Not all restaurants are created equal. Some eateries suffer from a sense of mind-numbing suburban sameness. Others belong on reality make-over shows, waiting for another lease on life. Even worse, some are praying the health inspector doesn’t get there before they can get the grease off the floor.
And then there are those iconic establishments that are so beloved they belong on the National Register of Historic Places. Those restaurants have the look, the feel and the entrees that have become the stuff of legends. These are the places you want to dine. And New York certainly has its share. Here’s a look at five iconic New York City restaurants:
It’s exactly what an Italian restaurant should be: dimly lit, adorned in velvet-curtains and filled with tuxedo-clad waiters delivering heaping plates of pasta to diners who appreciate an authentic old-school red gravy. Pasquale Bamonte opened the restaurant in Williamsburg back in 1900, and it’s been in his family since then. It hasn’t changed it all that much, either. The legendary long wooden bar, carpeted floors and phone booths are still there. (So are the recipes that Pasquale brought to the United States with him from Italy.)
It’s easy to overlook this New York institution because it’s tucked away on the lower level of the Grand Central Terminal. But don’t let the location fool you; this is one of the premiere places in the city for seafood. Since its opening in 1913, the Oyster Bar has seated everyone from celebrities to political power players under its venerable vaulted ceilings. And it shows no signs of slowing down any time soon.
Make no mistake about it, this is your father’s steakhouse … and in this case, that’s a good thing. If you’re looking for the classic American steakhouse dining experience without all the pretense, look no further than Peter Luger. What you’ll find are Flintstones-sized dry-aged steaks, thick slabs of bacon and a waitstaff clad in crisp white shirts and black bow ties. They know why you’re there: for the feast, not the frills.
What would a trip to New York be without a slice?

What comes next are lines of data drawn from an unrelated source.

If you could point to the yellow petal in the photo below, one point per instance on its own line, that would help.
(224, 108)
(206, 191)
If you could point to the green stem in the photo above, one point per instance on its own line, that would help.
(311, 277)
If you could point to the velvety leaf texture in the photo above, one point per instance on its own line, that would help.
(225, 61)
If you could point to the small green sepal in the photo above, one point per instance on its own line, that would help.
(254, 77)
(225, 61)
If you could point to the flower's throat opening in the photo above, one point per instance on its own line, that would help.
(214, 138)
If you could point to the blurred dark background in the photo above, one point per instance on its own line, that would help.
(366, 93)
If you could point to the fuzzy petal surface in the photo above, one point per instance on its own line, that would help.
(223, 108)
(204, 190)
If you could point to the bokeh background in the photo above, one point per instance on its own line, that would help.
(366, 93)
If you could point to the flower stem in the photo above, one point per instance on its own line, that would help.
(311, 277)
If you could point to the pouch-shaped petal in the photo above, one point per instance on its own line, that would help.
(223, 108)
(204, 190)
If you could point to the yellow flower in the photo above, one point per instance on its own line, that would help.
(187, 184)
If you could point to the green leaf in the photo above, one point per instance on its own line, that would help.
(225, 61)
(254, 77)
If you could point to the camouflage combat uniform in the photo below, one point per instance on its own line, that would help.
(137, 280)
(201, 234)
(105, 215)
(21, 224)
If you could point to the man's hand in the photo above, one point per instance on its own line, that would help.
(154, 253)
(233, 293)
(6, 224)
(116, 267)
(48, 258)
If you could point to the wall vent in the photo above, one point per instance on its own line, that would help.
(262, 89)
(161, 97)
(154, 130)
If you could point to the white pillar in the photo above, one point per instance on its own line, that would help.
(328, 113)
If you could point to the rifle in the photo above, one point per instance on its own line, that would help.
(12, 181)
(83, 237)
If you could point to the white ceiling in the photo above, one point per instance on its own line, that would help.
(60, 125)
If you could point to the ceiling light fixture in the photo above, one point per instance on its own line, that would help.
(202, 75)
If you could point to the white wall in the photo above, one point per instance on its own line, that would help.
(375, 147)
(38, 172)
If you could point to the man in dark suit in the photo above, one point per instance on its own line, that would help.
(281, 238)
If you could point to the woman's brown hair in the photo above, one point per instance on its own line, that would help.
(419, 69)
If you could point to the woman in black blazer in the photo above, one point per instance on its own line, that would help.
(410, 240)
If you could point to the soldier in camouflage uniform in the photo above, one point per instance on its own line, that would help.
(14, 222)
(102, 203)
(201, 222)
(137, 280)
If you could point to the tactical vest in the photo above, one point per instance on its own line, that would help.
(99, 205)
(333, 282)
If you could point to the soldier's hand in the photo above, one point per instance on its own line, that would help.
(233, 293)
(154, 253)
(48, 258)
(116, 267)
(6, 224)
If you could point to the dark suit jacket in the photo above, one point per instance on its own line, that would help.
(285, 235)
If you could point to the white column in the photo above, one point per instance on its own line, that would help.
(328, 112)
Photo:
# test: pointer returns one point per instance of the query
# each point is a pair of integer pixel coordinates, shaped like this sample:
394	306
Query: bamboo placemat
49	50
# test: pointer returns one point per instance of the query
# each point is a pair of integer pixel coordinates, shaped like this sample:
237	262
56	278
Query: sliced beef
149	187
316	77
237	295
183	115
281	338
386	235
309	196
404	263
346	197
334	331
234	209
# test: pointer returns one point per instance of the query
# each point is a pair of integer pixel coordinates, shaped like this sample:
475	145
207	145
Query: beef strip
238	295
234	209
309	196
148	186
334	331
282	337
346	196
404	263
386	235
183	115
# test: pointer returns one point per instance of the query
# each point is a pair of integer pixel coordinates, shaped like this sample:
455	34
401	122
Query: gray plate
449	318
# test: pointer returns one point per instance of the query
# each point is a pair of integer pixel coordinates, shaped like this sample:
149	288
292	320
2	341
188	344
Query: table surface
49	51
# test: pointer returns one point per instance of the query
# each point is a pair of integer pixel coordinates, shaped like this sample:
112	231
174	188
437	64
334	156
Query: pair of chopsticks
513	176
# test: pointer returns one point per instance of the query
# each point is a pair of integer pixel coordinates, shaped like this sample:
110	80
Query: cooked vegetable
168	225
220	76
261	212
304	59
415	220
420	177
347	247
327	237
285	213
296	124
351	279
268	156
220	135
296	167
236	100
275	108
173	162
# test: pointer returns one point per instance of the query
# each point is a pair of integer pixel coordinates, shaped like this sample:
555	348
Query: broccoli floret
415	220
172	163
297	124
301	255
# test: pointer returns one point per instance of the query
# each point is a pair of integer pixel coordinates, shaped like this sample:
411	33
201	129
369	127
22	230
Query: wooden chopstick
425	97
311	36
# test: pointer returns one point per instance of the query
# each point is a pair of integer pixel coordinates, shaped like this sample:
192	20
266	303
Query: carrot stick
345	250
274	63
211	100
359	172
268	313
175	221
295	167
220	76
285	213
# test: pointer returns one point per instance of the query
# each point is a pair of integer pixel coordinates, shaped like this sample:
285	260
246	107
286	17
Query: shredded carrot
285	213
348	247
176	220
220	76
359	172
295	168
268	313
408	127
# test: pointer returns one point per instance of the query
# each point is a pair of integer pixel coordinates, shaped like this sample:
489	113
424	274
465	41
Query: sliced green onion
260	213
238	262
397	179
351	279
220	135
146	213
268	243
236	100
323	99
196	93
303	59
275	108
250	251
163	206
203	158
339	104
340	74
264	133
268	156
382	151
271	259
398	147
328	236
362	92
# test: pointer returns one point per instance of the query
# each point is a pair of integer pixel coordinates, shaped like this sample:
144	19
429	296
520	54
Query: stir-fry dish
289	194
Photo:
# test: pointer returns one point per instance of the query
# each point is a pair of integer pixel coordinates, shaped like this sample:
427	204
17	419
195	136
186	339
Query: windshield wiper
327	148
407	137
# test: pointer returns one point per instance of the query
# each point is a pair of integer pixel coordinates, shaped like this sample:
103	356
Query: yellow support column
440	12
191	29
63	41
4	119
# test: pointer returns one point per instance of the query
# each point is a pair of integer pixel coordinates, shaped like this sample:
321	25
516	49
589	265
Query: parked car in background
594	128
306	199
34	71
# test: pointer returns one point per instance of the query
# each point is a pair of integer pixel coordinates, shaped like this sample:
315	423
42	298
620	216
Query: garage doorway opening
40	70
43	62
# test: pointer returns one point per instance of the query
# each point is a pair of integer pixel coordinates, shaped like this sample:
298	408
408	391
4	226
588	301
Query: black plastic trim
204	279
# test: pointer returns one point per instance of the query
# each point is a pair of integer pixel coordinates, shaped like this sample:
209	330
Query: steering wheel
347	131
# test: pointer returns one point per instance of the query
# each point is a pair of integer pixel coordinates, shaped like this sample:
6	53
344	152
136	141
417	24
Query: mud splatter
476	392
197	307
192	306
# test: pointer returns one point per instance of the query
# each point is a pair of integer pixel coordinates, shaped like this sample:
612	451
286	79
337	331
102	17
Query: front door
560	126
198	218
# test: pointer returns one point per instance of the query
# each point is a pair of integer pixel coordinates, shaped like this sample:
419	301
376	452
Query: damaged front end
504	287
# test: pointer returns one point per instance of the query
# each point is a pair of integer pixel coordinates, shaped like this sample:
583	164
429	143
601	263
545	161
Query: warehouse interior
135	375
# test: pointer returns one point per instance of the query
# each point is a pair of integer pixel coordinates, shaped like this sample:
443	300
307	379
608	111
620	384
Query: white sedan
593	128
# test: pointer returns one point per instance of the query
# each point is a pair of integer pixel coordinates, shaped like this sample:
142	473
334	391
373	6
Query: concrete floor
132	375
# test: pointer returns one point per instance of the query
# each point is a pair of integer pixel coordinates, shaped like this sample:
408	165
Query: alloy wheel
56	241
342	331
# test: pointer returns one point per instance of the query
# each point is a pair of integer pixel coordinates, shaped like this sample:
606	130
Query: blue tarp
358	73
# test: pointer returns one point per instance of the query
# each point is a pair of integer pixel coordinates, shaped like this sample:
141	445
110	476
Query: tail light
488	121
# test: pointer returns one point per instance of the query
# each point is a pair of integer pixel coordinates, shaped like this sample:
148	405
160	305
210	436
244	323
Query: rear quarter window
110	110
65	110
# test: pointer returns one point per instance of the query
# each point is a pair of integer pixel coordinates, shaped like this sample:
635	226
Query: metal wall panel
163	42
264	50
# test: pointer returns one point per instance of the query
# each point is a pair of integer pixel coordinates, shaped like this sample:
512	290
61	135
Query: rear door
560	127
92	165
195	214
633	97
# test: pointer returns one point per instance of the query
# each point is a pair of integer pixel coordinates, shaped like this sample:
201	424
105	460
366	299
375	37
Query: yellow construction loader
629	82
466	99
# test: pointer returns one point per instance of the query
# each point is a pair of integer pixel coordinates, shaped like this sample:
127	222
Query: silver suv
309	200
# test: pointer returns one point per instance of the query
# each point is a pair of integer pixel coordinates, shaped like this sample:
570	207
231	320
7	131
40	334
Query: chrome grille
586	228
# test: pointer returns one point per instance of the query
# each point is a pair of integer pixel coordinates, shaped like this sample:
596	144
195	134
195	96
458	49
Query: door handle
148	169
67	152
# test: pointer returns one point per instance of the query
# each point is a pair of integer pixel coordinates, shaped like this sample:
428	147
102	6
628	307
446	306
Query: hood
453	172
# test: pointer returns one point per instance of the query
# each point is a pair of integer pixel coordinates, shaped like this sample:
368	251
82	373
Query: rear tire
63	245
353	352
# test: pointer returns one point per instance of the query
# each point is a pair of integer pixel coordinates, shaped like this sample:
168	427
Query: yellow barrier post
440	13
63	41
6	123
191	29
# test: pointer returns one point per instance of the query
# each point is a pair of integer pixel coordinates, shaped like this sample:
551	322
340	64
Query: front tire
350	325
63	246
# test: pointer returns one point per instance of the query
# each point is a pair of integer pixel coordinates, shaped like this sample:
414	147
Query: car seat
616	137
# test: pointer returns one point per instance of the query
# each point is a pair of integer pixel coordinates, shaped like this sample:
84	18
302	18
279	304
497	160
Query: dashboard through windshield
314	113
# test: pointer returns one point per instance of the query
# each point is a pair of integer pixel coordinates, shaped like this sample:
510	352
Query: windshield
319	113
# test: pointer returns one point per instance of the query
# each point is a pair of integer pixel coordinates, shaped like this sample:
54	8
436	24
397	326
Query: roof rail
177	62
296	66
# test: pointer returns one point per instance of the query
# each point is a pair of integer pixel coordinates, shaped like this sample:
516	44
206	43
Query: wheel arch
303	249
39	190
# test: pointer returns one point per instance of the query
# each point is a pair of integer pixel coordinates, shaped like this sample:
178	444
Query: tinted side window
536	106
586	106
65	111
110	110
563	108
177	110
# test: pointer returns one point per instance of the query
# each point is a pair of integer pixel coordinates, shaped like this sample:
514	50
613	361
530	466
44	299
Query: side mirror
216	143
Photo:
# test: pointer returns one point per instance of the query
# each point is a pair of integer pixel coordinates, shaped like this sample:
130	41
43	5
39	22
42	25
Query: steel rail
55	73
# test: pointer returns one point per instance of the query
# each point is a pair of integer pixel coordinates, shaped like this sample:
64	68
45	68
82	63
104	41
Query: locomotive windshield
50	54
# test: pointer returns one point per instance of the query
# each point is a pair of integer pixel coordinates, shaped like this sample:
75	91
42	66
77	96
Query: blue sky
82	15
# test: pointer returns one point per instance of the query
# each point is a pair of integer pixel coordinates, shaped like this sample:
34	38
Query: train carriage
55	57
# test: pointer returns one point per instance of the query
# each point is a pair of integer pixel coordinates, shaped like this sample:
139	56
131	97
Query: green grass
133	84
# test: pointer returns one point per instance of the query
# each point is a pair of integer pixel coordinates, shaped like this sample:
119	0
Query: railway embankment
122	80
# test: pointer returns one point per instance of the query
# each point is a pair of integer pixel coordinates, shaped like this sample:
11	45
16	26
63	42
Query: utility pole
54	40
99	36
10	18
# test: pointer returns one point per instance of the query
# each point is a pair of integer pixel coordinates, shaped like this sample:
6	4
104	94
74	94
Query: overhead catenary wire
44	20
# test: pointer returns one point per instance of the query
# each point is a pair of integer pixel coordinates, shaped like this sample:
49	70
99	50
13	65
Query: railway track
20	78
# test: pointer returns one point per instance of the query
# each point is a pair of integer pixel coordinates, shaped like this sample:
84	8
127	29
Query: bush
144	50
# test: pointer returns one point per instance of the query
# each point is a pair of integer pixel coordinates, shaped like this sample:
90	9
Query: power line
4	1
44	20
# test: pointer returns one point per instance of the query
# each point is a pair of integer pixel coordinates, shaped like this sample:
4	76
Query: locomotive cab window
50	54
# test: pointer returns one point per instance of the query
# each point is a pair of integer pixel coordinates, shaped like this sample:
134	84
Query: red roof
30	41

Of all the pizzerias in the city, few are as beloved as those crafted by Dom DeMarco. He opened Di Fara Pizza in Brooklyn back in 1965 and has been surprising and delighting epicureans ever since. It’s truly a treat, even if you have to wait for more than an hour, which is often the case at both locations.
Sometimes you just need a little comfort food to get you through the day. Like a hand-made quilt, The Odeon is there to wrap you in unconditional warmth and goodness. This is where locals go when they’re craving a bowl of French onion soup, steak tartare or brunch with friends and family. Oh, and don’t sleep on the drinks. They’re still as stiff today as they were back when John Belushi drank there.